O próprio Machado de Assis, que dá nome ao prêmio, escreveu contos que seriam desclassificados. Em Teoria do Medalhão, por exemplo, um pai ensina a seu filho a arte de ser esperto para “se dar bem” na v ida, desrespeitando valores morais para alcançar certo prestígio na sociedade. Já em O Enfermeiro, lemos a história de Procópio, incumbido de cuidar do coronel Felisberto, um velho doente que o atormenta o tempo todo. Perdendo a paciência, acaba estrangulando seu patrão. Num primeiro momento, sua consciência pesa, ainda mais depois de saber que o velho lhe deixara uma fortuna. O sentimento de culpa, porém, vai desaparecendo com o tempo, à medida em que desfruta da herança: “... a verdade é que ele devia morrer, ainda que não fosse aquela fatalidade”. Não há lições morais nesses contos, mas sim, a partir da fina ironia machadiana, um retrato fiel do caráter, ou melhor, a falta de caráter do ser humano. Eles não promovem o bem-estar e sim um mal-estar desgraçado ao nos darmos conta de que a espécie humana é assim. Nós somos assim.

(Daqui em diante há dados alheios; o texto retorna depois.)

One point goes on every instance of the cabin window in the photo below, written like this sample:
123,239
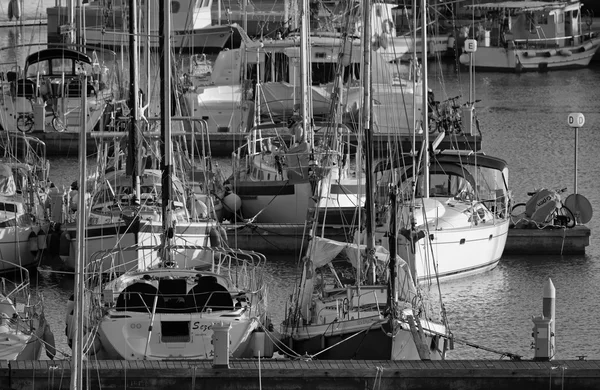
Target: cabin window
40,68
276,67
62,65
8,207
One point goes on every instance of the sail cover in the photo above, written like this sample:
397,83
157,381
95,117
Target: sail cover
7,181
516,5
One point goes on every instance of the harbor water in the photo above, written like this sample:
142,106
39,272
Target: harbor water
524,121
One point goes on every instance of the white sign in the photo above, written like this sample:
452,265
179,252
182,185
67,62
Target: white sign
470,45
576,119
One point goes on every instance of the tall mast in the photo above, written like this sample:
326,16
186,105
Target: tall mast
425,94
133,163
78,317
305,81
367,121
165,118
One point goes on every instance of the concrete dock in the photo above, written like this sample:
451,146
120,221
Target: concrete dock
548,241
289,238
223,144
313,375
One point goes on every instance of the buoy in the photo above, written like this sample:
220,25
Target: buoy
93,346
384,41
33,247
49,342
65,244
42,240
232,202
581,208
200,209
14,9
451,42
215,238
69,319
565,52
223,233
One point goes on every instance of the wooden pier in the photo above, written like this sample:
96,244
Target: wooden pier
314,375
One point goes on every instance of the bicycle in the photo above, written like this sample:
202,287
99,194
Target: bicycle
25,122
445,116
543,209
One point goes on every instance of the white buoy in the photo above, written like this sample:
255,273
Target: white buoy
232,202
544,325
221,345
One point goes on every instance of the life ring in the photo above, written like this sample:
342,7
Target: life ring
388,26
32,241
65,244
345,307
42,240
93,345
215,238
49,342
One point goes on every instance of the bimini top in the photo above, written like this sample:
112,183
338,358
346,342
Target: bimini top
517,5
448,157
49,54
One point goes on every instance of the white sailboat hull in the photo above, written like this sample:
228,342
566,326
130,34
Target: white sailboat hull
460,252
130,339
107,238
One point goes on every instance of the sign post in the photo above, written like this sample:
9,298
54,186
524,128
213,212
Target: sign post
576,120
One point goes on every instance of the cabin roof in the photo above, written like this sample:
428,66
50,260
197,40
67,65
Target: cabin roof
517,5
48,54
472,159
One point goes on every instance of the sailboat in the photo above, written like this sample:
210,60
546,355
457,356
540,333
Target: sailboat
276,171
24,221
24,330
127,206
169,311
366,305
454,215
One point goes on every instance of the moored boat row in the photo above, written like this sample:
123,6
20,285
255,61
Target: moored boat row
182,279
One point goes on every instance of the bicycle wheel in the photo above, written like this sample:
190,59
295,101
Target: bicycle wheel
564,217
24,123
58,124
433,126
518,210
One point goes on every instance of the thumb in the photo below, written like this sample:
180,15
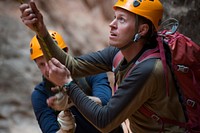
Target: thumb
34,7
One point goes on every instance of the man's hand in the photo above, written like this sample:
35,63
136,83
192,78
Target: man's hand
58,73
60,101
66,121
32,18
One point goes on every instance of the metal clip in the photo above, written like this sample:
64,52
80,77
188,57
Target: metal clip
190,103
155,117
183,68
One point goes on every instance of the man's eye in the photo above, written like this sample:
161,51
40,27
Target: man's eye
121,19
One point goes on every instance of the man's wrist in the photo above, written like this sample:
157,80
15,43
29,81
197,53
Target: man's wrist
66,86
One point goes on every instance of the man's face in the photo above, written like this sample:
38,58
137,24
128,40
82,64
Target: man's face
43,66
122,28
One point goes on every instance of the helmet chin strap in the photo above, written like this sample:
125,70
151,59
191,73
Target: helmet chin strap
136,37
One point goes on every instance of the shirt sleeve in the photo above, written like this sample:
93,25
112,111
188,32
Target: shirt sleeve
46,117
100,87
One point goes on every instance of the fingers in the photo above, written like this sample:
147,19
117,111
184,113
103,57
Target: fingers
51,100
34,7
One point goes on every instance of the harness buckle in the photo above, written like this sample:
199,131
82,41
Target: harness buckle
182,68
190,102
155,117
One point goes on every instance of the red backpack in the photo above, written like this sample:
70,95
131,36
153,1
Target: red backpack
184,61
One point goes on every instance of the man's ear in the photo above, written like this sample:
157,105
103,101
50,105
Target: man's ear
143,29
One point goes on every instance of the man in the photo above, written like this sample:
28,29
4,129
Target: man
133,33
97,86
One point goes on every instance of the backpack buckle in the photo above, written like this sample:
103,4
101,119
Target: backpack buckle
190,102
182,68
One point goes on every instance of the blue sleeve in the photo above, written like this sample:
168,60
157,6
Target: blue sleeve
46,117
100,87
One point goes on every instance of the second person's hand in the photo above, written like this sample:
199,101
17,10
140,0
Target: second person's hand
32,18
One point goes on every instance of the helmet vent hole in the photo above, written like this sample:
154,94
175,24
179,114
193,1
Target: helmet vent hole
136,3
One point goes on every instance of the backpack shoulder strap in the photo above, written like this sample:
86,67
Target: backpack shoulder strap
83,84
116,61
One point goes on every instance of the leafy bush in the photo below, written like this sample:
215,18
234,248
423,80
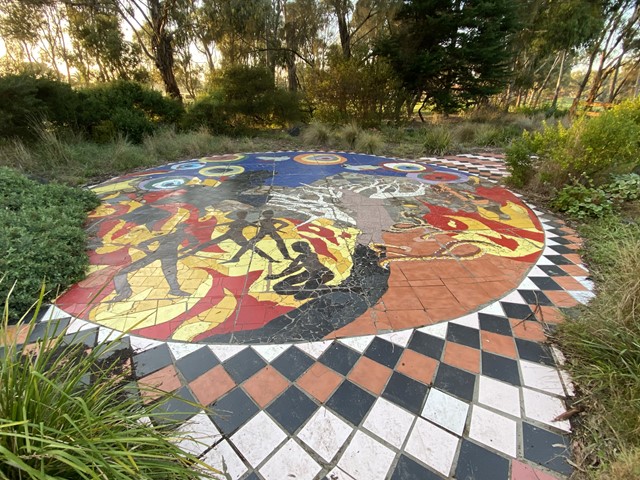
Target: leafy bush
580,201
591,148
78,417
41,237
438,140
28,102
124,108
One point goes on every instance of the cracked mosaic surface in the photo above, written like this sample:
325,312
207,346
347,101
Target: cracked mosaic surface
294,246
475,397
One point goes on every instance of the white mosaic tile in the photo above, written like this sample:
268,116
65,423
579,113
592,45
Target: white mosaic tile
225,460
544,408
314,349
200,432
389,422
541,377
446,411
359,344
493,430
270,352
365,458
432,445
438,330
291,461
498,395
258,438
325,433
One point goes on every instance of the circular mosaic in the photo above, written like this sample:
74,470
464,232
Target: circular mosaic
291,246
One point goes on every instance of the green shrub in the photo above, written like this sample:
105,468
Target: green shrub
124,108
41,237
71,413
438,140
27,103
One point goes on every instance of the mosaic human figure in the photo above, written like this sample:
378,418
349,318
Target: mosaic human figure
306,275
167,252
267,227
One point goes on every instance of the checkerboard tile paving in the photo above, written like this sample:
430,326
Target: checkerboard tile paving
475,397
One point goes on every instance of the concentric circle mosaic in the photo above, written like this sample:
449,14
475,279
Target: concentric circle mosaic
298,246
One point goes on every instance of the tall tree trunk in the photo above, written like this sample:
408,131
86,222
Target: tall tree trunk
556,93
161,44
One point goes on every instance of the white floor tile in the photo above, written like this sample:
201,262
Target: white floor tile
325,433
258,438
270,352
225,460
499,395
541,377
291,461
544,408
493,430
389,422
446,411
201,434
359,344
433,446
365,458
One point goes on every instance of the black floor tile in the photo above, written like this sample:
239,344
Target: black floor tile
384,352
535,352
244,365
463,335
545,283
477,463
455,381
151,360
500,368
546,448
293,363
495,324
405,392
339,358
180,407
553,270
292,409
560,259
517,310
351,402
197,363
232,411
426,344
535,297
407,469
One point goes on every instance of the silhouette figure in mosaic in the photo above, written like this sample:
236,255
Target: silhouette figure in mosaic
167,252
305,276
267,227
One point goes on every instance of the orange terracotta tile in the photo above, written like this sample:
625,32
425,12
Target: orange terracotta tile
417,366
265,385
436,297
319,381
370,375
401,298
528,330
462,356
402,319
561,299
164,380
499,344
569,283
212,385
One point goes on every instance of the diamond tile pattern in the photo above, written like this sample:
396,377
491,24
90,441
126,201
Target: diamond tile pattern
457,398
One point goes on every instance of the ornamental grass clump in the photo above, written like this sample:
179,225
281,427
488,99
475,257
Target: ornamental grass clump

É a estética e não a ética o que se busca na elaboração de um texto literário. O termo “estética” vem do grego e significa “sensação, perceber pelos sentidos”. Está relacionado ao que é ou não é belo nas artes. Já a palavra “ética”, do grego, etimologicamente é sinônimo de “moral”, que vem do latim, e ambas significam “costume, caráter”. Pois é o efeito estético que o artista literário persegue em primeiro lugar. A elaboração das palavras em busca de novos sentidos e que provoquem sensações no leitor. As questões éticas vêm como conteúdo, para serem discutidas, debatidas, mas não impostas.
A literatura é uma forma de arte e, como tal, trata de todas as questões humanas, sem julgamento, porém, de quem escreve. Pelo menos o escritor e seu narrador não o fazem (no máximo sugerem valores), salvo um narrador em primeira pessoa ou um intruso, como o do Machado de Assis, que inclusive julga o próprio leitor. É este, aliás, quem interpreta e pode julgar as ações das personagens, a partir de seu conhecimento de mundo, sua cultura e ideologia. O que é moral para mim, pode não ser moral para outro. Logo, que valores morais devem ser promovidos?
O bom leitor não confunde o narrador ou eu lírico da poesia com o escritor de carne e osso. Muito menos as personagens. Todos esses elementos são criados pelo escritor para expressar algo que não seja exatamente o que ele pensa. Acontece que o leitor pode interpretar que o escritor, ao criar uma personagem imoral, ainda mais se for protagonista, estaria difundindo o seu próprio conceito certo de valor e, ao se identificar com seu herói de papel, acabe seguindo os seus passos. O caso emblemático é do romance Os Sofrimentos do Jovem Werther, de Goethe, que gerou uma série de suicídios na Europa do século 18. É essa a preocupação dos organizadores do concurso?
Este caso não é isolado. Editais para bolsas de criação literária possuem regras parecidas. Da mesma forma, a avaliação da redação do Enem, ao propor zerar a nota do aluno cuja dissertação não respeite os direitos humanos – mesmo que ele escreva um ótimo texto, bem articulado, com vocabulário e argumentos consistentes –, também restringe o livre pensamento, afinal o conceito do que seja direitos humanos é muito polêmico no Brasil. Como a dissertação expressa claramente o que o autor pensa, é uma regra que ainda se pode discutir. A literatura, porém, não merece sofrer cerceamentos desta ordem. Devemos deixa-la livre para promover náusea, horror, repugnância, mal-estar. Bem-estar apenas lembra o nome de um programa de televisão.